Lo encontraron tumbado de costado, con la pata herida escondida bajo el despeluchado lomo. Se había refugiado entre los restos de un viejo edificio de ladrillo, al calor de los rescoldos humeantes que una vez fueron sus vigas. Respiraba despacio, emitiendo un corto gemido como si pidiera perdón con cada bocanada. Apenas levantó un poco su alargado hocico cuando se acercaron. Los cuatro hermanos formaron un corro a su alrededor, en silencio. De fondo, el fugaz resplandor de las explosiones comenzaba a amainar. La ración de bombas servida esa noche parecía al fin agotada.

—Mala pinta esa pata.

—Perro estúpido.

—¿Por qué dices eso? —El más pequeño de los cuatro se encaró con su hermana. No era la mayor, ni la más fuerte ni la más lista de todos ellos. Pero estaba al mando, y todos la seguían—. No es un perro estúpido.

—Se quedó plantado en mitad de la calle.

—¿Y qué? No es estúpido.

Se arrodilló a su lado y le acarició torpemente el lomo.

—Estará muerto por la mañana —Habló el mayor de los hermanos, dando una patada a una piedra.

—¡No!

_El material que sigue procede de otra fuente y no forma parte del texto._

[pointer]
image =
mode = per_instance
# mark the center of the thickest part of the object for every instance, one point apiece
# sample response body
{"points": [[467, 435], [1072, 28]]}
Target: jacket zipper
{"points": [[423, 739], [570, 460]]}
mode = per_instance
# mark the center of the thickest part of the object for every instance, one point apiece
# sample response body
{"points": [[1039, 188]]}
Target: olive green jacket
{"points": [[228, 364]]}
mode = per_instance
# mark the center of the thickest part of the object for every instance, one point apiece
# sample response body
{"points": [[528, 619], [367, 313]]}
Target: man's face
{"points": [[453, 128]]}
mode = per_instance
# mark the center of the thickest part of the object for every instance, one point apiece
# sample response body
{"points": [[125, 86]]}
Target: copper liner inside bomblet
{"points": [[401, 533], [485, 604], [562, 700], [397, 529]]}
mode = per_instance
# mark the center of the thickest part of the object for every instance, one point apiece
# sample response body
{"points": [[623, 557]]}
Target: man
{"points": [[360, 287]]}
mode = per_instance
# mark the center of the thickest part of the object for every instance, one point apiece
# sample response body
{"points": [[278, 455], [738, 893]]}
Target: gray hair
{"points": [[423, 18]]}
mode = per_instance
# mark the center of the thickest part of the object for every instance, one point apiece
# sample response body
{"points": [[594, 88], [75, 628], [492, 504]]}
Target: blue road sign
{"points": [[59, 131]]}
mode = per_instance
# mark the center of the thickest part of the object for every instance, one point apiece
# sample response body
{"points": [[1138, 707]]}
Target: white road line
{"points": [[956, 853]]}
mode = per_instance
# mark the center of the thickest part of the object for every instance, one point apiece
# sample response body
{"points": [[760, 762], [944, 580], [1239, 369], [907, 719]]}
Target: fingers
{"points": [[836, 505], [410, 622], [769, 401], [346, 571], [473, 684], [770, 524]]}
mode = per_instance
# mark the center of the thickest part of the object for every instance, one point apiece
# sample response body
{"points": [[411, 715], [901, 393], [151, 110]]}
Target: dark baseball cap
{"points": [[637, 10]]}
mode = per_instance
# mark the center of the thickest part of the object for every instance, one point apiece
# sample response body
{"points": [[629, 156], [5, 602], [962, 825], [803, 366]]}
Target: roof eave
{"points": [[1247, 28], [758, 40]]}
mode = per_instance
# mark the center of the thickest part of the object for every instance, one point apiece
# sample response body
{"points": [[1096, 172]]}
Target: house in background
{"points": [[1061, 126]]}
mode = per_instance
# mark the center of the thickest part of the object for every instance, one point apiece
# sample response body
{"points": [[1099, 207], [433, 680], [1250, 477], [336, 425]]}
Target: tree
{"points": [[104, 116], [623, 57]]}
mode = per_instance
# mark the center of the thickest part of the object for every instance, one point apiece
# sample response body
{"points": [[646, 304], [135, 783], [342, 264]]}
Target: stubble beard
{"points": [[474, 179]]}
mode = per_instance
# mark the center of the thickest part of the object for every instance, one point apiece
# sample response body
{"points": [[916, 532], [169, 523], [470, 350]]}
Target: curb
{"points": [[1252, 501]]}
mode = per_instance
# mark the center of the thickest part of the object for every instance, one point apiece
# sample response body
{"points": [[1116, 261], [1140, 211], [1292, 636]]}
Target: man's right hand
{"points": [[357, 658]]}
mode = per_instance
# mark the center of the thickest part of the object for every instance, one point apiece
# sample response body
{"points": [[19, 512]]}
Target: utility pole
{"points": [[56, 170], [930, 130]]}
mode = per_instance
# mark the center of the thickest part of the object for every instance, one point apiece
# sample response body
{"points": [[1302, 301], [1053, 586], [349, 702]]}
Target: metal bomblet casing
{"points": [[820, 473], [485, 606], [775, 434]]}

Es fuerte.

—No va a pasar de esta noche, ya lo veréis.

—Eres un hijo de puta. No va a morirse —La niña se arrodilló junto al pequeño. El perro apenas les dedicó una mirada antes de cerrar de nuevo los ojos.

—Ya lo verás. Por la mañana va a estar muerto.

—¡No!

—¡Muerto! ¡Muerto! Ya lo verás, tan muerto como padre.

—Eres un… —El pequeño se incorporó, con los ojos enrojecidos secos de lágrimas—. ¡Hijo de putaaa!

Salió corriendo, perdiéndose entre los escombros y el humo. Su quebrada vocecilla les hizo más daño que el estampido de cualquier bombardeo.

—¿Por qué has tenido que decir eso?

—Porque es la verdad. Esta mierda de chucho está en las últimas.

—Digo lo de padre. Está en el frente. Y piensa volver. Nos lo prometió.

No respondió. Se limitaba a mirar al perro con la furia ardiendo en sus ojos.

Como de costumbre, el cuarto de los hermanos se esfumó en silencio. Al principio fue tras el pequeño. Sabía dónde le encontraría, aferrado a lo poco que quedara en pie, esperando que padre regresara, que todo volviera a ser como antes. Sin embargo, al poco cambió de opinión y se fue directo hacia los muelles. Por allí todavía quedaba alguna taberna en pie, atestada de soldados en busca de cualquier estímulo que les permitiera olvidar el espanto del frente.

Regresó al poco, con un paquete envuelto en tela militar oculto entre los jirones de su ropa. La niña apenas se había movido para acomodar en su regazo la cabeza del perro. Le acariciaba las orejas muy despacio, al ritmo de la respiración del animal. El mayor de los hermanos, a pesar de sus bravatas, seguía por allí, sentado a horcajadas en los restos de una pared y mirando sin ver las lejanas llamas al este de la ciudad. El pequeño de los cuatro había regresado también, y junto a su hermana, miraba impotente los estertores del animal herido.

—¿Qué traes ahí? —Su hermana le miraba enfadada, mientras desenvolvía el paquete.

—Vendas. Y medicina.

—¿Dónde lo has conseguido?

Se encogió de hombros. Levantó con cuidado la pata del perro y comenzó a limpiarla de astillas y carne quemada.

—¿En los muelles?

No dijo nada.

—Contesta a tu hermana —El mayor saltó a su lado y le dio una patada en la espalda—. ¿Has estado en los muelles?

—Hay que curarlo.

—Prometiste no volver a hacerlo.

Se encogió de hombros. Desenrolló con cuidado una venda tan blanca que parecía brillar en la oscuridad. El pequeño le ayudaba sosteniendo la pata herida.

—Me lo prometiste —La muchacha volvió a acariciar las orejas del viejo perro.

Regresaron a su guarida en silencio, guiados esta vez por el cuarto de los hermanos. A su lado, el más pequeño de todos ellos le acompañaba agarrado de su mano. Apretaba con tanta fuerza que notaba sus uñas desiguales clavándose en sus dedos. La muchacha los seguía de cerca, con el resto de las medicinas a buen recaudo entre sus manos. Detrás de todos, el mayor llevaba a hombros al viejo animal. De vez en cuando notaba en el hombro el suave golpeteo de su cola. Le recordaba a uno de los olvidados abrazos que muy de vez en cuando recibía de padre.

A la mañana siguiente, cuando despertaron, encontraron muerto al viejo perro. Los cuatro velaron el flaco cuerpo hasta bien entrada la tarde. Esa noche, cenaron su carne en un festín como no recordaban en mucho tiempo.